The report for August demonstrated a 4.6% year-on-year increase in retail sales, with a notable 5.1% growth in auto sales. This marked a significant improvement compared to the modest 2.5% increase observed in July. Despite China’s relaxation of stringent COVID-19 containment measures, consumers have become more cautious about their spending habits over the past year.
Industrial output also exhibited positive growth, with a 4.5% annual pace in August, up from 3.7% in July. This was the fastest rate recorded since April, indicating a positive trend in industrial activities.
Fu Linghui, spokesperson for the National Bureau of Statistics, noted that in August, “major indicators improved marginally, the national economy recovered, high-quality development was solidly advanced, and positive factors accumulated.” However, he also cautioned that external instability and uncertainty persisted, and domestic demand remained weak, requiring further consolidation of the economic recovery.
Julian Evans-Pritchard of Capital Economics commented that the trends in August were slightly better than expected, with fiscal support boosting investment and a notable uptick in consumer spending, suggesting a potential reduction in household caution.

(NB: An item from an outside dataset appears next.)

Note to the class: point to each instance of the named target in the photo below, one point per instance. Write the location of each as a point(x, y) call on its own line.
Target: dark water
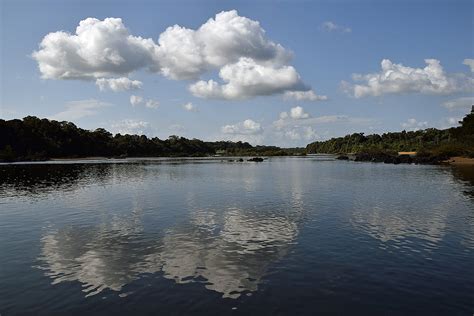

China’s economy expanded by 0.8% in the second quarter of 2023 compared to the previous quarter, down from 2.2% in the first quarter. This corresponds to an annual growth rate of 3.2%, which is among the slowest in decades. The nation also faces the challenge of a record-high unemployment rate among young workers, further impacting consumer spending.
The ongoing downturn in the housing market has also had widespread repercussions beyond construction and materials, impeding China’s recovery from the disruptions caused by the COVID-19 pandemic.
Following the release of these figures, share prices saw positive movement, with Hong Kong’s Hang Seng index gaining 1.7%, while the Shanghai Composite index rose by 0.3%. This development reflects a growing sense of optimism among investors who believe that Beijing’s efforts to stimulate the economy and stabilize financial markets are yielding positive results, as noted by Stephen Innes of SPI Asset Management.